Francesca Chapman, a PLCB spokeswoman, said that the registration requirement helps the state assure payment of state beer taxes and helps prosecutors identify alcoholic beverages in drunk-driving cases or any other type of prosecution.
Industry sources complain that brand registration is typical of the onerous regulations that make selling beer in Pennsylvania difficult. For example, while it is the responsibility of the brewer or importer to submit the necessary paperwork and registration fee, it is the tavern or restaurant licensee who may be liable for selling unregistered brands, they said.
Registration is further complicated by the growth of under-the-radar one-offs: unique, limited-production, highly sought-after draft beers that appear briefly - perhaps as quickly as an hour - on tavern taps. While they pay the necessary state and federal taxes, breweries sometimes do not bother to register the brands because they are produced in extremely small amounts.
Among the brands that the State Police reportedly sought during its raid was Pliny the Younger, recently named the No. 1 beer in the world by Beer Advocate, a popular online beer-rating site. The ale is made once a year by Russian River Brewing, in California.
Last month, about a dozen small kegs of the beer arrived in Philadelphia amid much hoopla. Several taverns, including the three operated by Maida and Hartranft, advertised specials for as much as $25 a glass.
In most cases, the kegs kicked in less than an hour.
Although it had been registered for sale in the past, Pliny the Younger currently does not appear on the state's list of registered brands.
In an e-mail to the Daily News, Russian River owner Vinnie Cilurzo wrote: "It was a simple mistake on our part that we forgot to register some brands with the state of PA. We are a small mom and pop brewery and every once in a while something slips through the cracks."
But apparently not just small breweries have failed to register brands. Heineken-owned Hacker-Pschorr, one of the largest breweries in Munich, does not appear on Pennsylvania's registration list, though it is widely sold throughout the state.
Read the whole darn thing.  Especially the comments.
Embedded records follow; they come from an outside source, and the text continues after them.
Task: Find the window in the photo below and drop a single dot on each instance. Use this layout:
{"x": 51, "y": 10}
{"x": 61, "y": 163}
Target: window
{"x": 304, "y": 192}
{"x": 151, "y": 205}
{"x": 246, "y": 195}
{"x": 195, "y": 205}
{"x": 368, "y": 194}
Folks, this is what you're supposed to appreciate in a place like Max's, Perfect Pour, Grand Cru, Wells, or the like.Can you imagine, say, someone confiscating an entire inventory of vintage Thomas Hardy's or J.W. Lees Harvest Ale because they can't find specific years on the list?  Can you imagine that it costs these brewpubs or breweries or distributors $75 every time someone comes up with a new name for a beer, or decides to age some in different wooden casks, or bottle-condition a particular beer?  What if they had an issue with, say, Brewer's Art changing the recipe for the Zodiac Pale Ale every month?  Bring in a couple  cases of Pliny the Younger or anything else legally, and you're charging nearly a buck a bottle just to register the name.

We just happen to be lucky enough that the state-appointed official in charge of Baltimore City's liquor licensing board, Steve Fogleman, is a dyed-in-the-wool beer geek and enthusiast that can tell the difference between, say, the three different Chimay beers.  It only takes one little bit of political malfeasance or misfortune to change that situation, and we could end up with a self-righteous neo-Prohibitionist in his place.

So..... you may wonder why Baltimore was selected on some publication's "Top 24 23 beer cities of the world" list, but Philadelphia wasn't?   I have an idea...................

1 comment:

The Oriole Way said...

These sound like regulations that could only have been cooked up by macrobrewers. If you sell 10 different beers in HUGE volumes, you don't particularly care about $750 in registration fees. But if you are a small brewer and want to sell a dozen batches in small quantity, all of a sudden $900 takes a sizeable chunk of your profit. Just another case of regulatory capture by big business.